I have made the drive between Manhattan and Washington a lot throughout my life. I know every turn I need to take, every bridge I cross, and every curve in the road between my house and my dorm. This time though, as I was driving home from my first semester at college, it was like I was driving it for the very first time. I knew that I should have been listening to my younger sister who was giving me an update on her life while riding in my passenger side seat, but I couldn’t help that my mind continued to wander while taking those curves I knew so well. During my period of reflection (and slight distraction—sorry Shai!), I asked myself if this is how my entire break was going to be? Would I see my town again for the very first time? Would I even remember anything, or had everything changed? I know I certainly am not the same person I was when I graduated, so why should Washington be the same town it was when I left?
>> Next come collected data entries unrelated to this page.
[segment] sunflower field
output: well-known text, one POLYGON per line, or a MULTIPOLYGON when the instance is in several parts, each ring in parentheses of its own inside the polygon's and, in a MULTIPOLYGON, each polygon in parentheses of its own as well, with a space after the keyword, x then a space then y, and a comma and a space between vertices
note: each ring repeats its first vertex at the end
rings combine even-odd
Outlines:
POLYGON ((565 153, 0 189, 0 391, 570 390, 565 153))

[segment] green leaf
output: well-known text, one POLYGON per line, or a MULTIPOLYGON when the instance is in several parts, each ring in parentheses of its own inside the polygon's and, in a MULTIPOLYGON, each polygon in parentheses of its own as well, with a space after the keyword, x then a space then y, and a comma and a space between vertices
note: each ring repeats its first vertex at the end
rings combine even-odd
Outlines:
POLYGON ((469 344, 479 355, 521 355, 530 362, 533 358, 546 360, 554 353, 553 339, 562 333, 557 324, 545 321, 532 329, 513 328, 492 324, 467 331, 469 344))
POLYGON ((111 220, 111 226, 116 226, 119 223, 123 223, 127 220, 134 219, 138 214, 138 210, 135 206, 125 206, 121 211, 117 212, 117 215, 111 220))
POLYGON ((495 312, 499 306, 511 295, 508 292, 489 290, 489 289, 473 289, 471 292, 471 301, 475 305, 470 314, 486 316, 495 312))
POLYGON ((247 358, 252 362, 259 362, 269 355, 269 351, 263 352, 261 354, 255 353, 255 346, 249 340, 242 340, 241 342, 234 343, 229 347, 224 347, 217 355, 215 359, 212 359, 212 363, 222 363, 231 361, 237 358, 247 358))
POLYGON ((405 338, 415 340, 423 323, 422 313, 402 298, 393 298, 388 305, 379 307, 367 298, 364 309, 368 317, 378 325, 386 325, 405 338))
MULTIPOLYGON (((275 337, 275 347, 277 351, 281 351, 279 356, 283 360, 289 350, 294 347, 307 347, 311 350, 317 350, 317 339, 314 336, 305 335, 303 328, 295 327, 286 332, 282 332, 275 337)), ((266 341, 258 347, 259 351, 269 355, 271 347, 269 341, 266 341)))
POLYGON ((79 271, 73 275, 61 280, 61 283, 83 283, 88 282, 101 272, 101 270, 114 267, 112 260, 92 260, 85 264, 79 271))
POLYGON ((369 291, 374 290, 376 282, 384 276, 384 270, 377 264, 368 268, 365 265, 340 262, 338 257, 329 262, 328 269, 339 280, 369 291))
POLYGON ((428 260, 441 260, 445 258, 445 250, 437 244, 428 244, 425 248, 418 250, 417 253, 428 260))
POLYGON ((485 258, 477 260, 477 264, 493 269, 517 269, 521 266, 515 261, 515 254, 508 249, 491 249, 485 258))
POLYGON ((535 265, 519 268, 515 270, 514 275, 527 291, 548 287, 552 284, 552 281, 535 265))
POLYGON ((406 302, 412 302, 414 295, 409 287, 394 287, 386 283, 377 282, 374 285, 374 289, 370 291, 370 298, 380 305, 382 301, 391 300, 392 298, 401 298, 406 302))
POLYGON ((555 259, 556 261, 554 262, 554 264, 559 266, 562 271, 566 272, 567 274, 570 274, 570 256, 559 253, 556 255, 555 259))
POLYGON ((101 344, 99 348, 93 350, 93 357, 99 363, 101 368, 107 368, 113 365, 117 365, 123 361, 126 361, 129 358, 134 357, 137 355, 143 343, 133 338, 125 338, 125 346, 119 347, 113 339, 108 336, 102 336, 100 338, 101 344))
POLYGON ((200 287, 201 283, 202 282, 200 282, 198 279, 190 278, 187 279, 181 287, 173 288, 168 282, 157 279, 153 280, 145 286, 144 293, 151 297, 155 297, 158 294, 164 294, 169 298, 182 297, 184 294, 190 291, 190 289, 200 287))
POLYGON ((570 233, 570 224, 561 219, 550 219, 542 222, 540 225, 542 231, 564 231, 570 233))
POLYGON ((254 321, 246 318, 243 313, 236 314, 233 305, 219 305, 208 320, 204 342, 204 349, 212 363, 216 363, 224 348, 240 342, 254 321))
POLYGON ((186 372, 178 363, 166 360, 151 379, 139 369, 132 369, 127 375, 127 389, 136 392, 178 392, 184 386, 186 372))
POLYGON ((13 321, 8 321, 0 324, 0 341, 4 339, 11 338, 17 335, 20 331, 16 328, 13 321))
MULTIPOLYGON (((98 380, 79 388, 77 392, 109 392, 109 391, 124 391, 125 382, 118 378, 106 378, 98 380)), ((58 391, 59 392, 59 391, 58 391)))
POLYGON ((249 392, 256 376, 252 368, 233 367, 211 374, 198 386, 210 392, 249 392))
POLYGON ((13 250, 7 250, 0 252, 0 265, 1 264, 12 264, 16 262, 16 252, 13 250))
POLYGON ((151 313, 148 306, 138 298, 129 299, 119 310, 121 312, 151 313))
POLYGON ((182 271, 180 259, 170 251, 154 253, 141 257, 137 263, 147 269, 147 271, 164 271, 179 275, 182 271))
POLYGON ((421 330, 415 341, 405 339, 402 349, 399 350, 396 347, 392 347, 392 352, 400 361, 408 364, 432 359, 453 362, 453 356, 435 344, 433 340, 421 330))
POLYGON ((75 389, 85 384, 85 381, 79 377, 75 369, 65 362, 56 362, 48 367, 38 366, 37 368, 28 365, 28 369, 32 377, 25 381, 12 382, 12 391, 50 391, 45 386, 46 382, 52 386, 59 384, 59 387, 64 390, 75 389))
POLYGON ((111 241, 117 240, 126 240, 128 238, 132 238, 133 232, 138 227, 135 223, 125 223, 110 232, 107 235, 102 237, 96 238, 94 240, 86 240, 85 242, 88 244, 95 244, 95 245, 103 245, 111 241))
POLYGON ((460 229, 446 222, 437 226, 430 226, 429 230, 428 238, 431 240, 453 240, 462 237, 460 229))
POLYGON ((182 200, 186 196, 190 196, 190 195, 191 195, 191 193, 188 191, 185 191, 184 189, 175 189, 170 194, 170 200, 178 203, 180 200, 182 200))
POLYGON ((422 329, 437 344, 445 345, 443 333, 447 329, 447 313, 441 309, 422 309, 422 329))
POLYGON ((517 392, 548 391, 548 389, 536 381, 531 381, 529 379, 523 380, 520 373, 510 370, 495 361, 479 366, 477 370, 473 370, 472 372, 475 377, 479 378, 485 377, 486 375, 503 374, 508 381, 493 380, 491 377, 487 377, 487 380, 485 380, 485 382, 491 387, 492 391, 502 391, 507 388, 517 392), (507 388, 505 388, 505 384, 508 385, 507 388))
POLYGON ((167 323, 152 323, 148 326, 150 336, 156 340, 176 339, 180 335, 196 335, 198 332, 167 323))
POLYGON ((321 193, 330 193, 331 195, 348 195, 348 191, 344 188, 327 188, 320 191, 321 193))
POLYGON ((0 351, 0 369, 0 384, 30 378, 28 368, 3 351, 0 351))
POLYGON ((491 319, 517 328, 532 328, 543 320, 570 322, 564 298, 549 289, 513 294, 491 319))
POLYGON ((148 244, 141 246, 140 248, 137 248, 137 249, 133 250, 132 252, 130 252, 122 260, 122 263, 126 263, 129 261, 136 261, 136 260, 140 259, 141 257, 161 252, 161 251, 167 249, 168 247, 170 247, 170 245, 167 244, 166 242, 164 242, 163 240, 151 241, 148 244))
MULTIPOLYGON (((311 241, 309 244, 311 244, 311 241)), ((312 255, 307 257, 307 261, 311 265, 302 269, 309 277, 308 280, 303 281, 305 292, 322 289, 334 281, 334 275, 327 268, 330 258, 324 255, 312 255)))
On Monday, I went back to high school. I didn’t really have an agenda besides taking some store-bought cookies to the Ag room (you’re welcome 6th hour Agribusiness), but I ended up taking a trip down memory lane. In this case, however, the lane is my school’s hallway. I really only needed to pick something up for my mom from one of the teachers but ended up making many more stops than that. I visited with many of the teachers, said hello to a lot of the current students, and got plenty of strange looks from some people who probably didn’t know who I was. Although there was so much that I found familiar about the school in general, I came to realize it was the people who were different. Many of the people I thought of as “underclassmen” when I was a senior now occupied the roles I had. The bond between my old teachers and myself were not that of a student and teacher, but more of like old acquaintances. The entire dynamic of the people I once knew had changed. It was almost like the school had a certain glow around it. My old basketball team was playing phenomenally, my old FFA program was doing well, along with other organizations I was in. My old friends had become more of a leader than when I last saw them. The whole experience left me thinking about if I had done enough to leave an impact on the school…
As sad of a thought as it was, I knew I couldn’t, no shouldn’t, keep that mindset. I shouldn’t be feeling sad at the thought of people doing better without me. It means they have taken control of their own lives, grown into the great people I know them to be and are sharing that with their community and each other. I am happy to see this dynamic shift and will always be proud of the place I came from and the people who live there, and even if I leave, I know this place as home where it will always welcome me back with open arms and open prairies.